To a broadly positive reception, Gillian Keegan chose a crowd of international Education Ministers to announce her clearest position to date on the role of Artificial Intelligence (AI) in education. Had she done so in a room full of teachers or school leaders, perhaps the reaction would have been slightly more sceptical. Because as much as she rightly claimed AI could “radically reduce the amount of time teachers spend marking” and “take much of the heavy lifting out of compiling lesson plans”, I suspect a number of Schools Week readers would have been sat there asking, “Haven’t we heard this all before?”
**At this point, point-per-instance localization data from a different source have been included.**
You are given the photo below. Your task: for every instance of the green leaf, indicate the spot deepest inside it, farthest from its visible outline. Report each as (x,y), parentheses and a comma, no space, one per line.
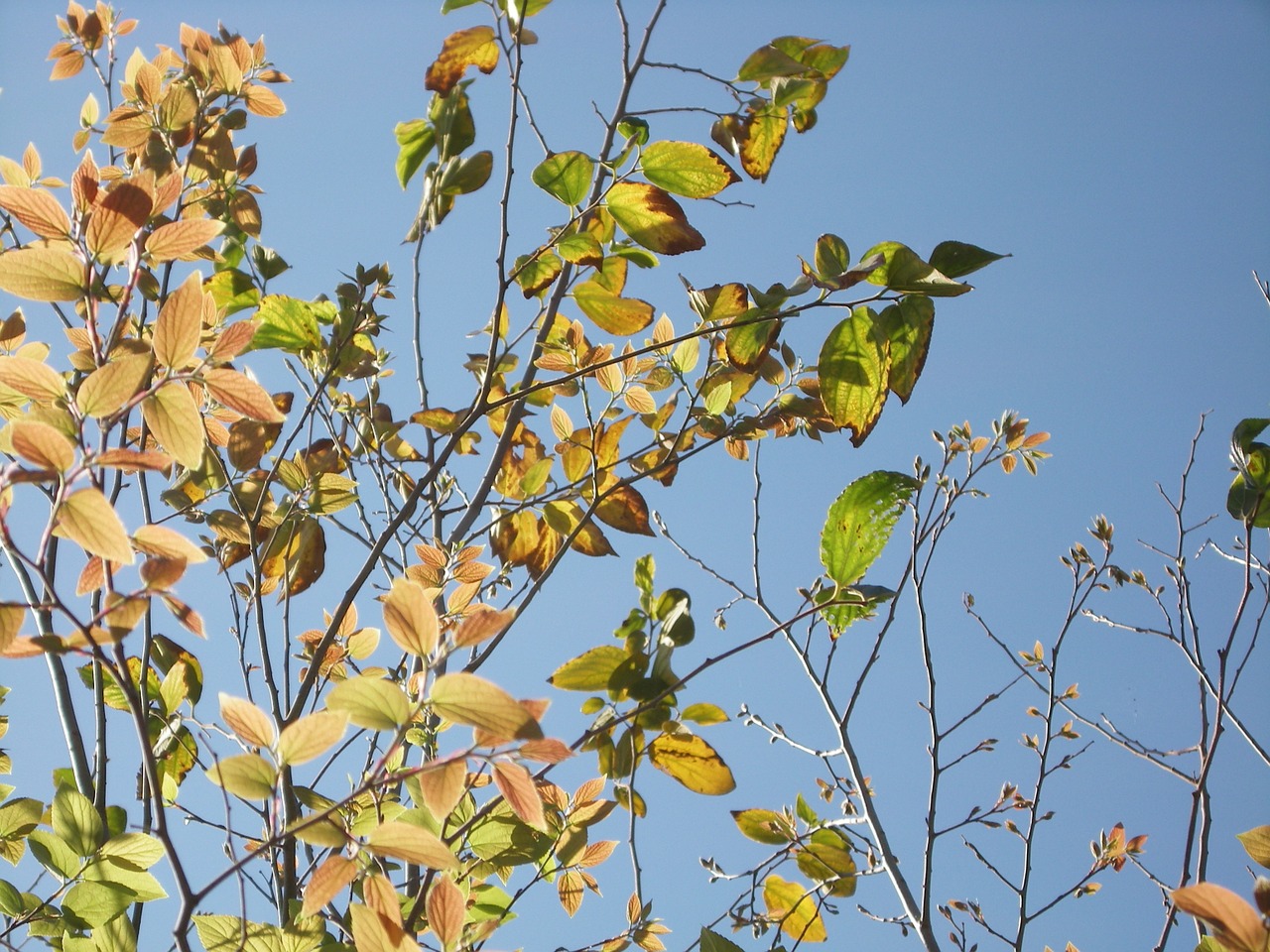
(589,670)
(956,259)
(416,139)
(860,524)
(76,821)
(652,218)
(693,762)
(371,702)
(686,169)
(287,324)
(905,272)
(853,370)
(566,176)
(714,942)
(908,326)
Teacher workload has become one of those perennial issues every secretary of state for education tries to tackle early on in their tenure. That’s because they know it’s having a devastating impact on recruitment and retention, and because they’re regularly presented with analysis and evidence from DfE civil servants on the drivers of the problem. Whichever party wins the next election, it’s not an issue that’s going away any time soon.
So it isn’t that they don’t ‘get it’ or that they don’t have a good enough grasp of the issue. Rather it’s that the solutions chosen to date have not yet been meaty enough to match the scale of the challenge. For example, new toolkits and tweaks to the accountability system, while well-intentioned, have not been enough to make a difference.
And so many of you have probably been left thinking, ‘Here we go again, this is just more of the same.’ But this is where I disagree.
While there are risks emerging from AI, particularly on the ethics of how it’s implemented, there are dramatic opportunities too.
In particular, Keegan is absolutely right to focus on marking. As highlighted by the EEF in their 2016 report, marking was “the single biggest contributor to unsustainable workload in the Department for Education’s 2014 Workload Challenge – a consultation which gathered more than 44,000 responses from teachers, support staff and others.”
The solution? AI could be used to automate simple marking processes and provide better or quicker feedback and information. That doesn’t mean AI reading lengthy essays and providing complex feedback all on its own; We know that this is best done by humans and that many flaws in current AI systems could risk inconsistency or even prejudice.
But where we have ‘closed’ questions (for example, defining scientific terms, factual questions about an historical event or simple arithmetic) AI absolutely has the potential to speed this marking process up. On feedback, this doesn’t mean replacing the judgement of a teacher or pushing a small selection of standard comments back to the student for every piece of work they do. Rather, it means helping teachers with shorter pieces of feedback, and supporting them to analyse and distribute information quickly to senior leaders and parents.
AI should be seen as aiding teachers rather than replacing what they do. So rather than marking a lengthy essay response, it could instead highlight relevant information related to the mark scheme. And where used properly for summative exams, AI could actually reduce bias and increase fairness, by providing an additional layer of checks on individual markers and moderators.
As well as marking assessments, AI can also be used to formulate them. For example, a bespoke on-screen quiz on a topic could be created, and the AI could then mark any responses and provide a feedback commentary on these. Not only would this help ease teacher workload, but we believe it could also help actually enhance the student learning experience and environment.
Of course, many of these benefits are still hypothetical, and some scepticism will quite rightly remain until teachers and leaders see hard evidence of the benefits. At AQA, we’re determined to do just that – to work with the sector to crack the teacher workload problem once and for all.